À 7 heures précises, Sammy criait : « First call for breakfast ». Les joueurs se levaient, s’habillaient rapidement et se dirigeaient vers leur dining car, une voiture restaurant qui leur était réservée.

Pendant leur absence, le préposé défaisait les couchettes qui faisaient place à des sièges pour quatre. Il nettoyait et rangeait tout ce qui trainait.

Une heure plus tard, les gars revenaient dans leur wagon en rotant « quatre œufs-bacon-saucisses-patates ». Mais le voyage était loin d’être fini.

Recommençaient alors les éternelles parties de cartes. Seuls Plante, qui lisait un livre-ce qui était rare à cette époque pour un athlète- et le Rocket se tenaient un peu à l’écart du groupe. Maurice aimait bien être seul. Il était souvent taciturne. Sammy, toujours discret, le laissait tranquille…mais quelquefois le Rocket lui faisait signe de s’asseoir avec lui. Les deux hommes échangeaient alors pendant quelques minutes.

À midi, même rituel : « First call for lunch » lançait Sammy. Le train filait vers Chicago tandis que Sammy s’occupait de son club, des ses champions.

En début se saison, le Neville était aussi le lieu des initiations des recrues, surtout durant le long trajet vers Chicago.

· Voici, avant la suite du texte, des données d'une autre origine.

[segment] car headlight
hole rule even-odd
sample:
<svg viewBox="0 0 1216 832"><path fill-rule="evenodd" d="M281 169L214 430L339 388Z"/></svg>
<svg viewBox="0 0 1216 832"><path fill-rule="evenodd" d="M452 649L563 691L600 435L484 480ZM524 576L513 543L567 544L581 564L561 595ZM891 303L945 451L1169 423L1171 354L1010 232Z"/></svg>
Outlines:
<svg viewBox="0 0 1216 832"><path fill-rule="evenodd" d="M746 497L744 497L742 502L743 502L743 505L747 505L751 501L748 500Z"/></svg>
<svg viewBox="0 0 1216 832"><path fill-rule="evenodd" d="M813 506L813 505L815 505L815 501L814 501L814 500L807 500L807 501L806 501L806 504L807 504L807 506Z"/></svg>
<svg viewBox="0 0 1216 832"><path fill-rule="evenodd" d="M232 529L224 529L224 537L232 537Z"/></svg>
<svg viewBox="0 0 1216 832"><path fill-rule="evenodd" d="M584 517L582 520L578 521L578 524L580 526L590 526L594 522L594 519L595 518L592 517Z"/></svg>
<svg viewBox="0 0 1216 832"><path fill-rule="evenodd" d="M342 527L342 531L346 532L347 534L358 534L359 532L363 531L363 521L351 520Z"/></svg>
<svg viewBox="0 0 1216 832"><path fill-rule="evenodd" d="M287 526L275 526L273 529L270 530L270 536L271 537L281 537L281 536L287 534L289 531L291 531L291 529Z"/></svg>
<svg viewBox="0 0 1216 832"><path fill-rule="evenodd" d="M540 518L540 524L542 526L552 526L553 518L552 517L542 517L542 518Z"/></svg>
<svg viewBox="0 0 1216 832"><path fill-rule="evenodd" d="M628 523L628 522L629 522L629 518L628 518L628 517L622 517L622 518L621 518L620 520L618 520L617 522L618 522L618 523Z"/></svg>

Parfois drôles, parfois cruelles et barbares, ces rites de passage étaient fort prisés par le joueurs, les anciens bien sûr…pas par le petits nouveaux.

C’est ce pauvre Sammy qui devait tout nettoyer après ces initiations. Il le faisait toujours sans rechigner, sans se plaindre. Ca faisait partie de la vie à bord du train du Canadien.



En 1960, le Canadien abandonna le train pour l’avion. Sammy en fût attristé. C’était comme perdre sa famille.

Lors du dernier voyage à bord du train 1224, les joueurs remirent un cadeau à Sammy : une mini Coupe Stanley sur laquelle étaient gravés les noms de tous les membres du CH. Au-dessus de la liste, le nom Joe Sammy Grant était aussi gravé.

Sammy avait, à sa façon, participé à plusieurs conquêtes du fameux trophée.

En 1962, Sammy prit sa retraite et il se retira dans son pays natal, la Barbade. Je suis certain qu’il plaça sa mini Coupe Stanley bien en vue dans sa modeste maison à Bridgetown. Il avait, à sa manière, été membre du Canadien de Montréal. Lui aussi était un « champion ».

Un hommage à tous ces hommes qui ont trimé dur toute leur vie comme Porters à bord des trains de passagers du CPR et du CNR.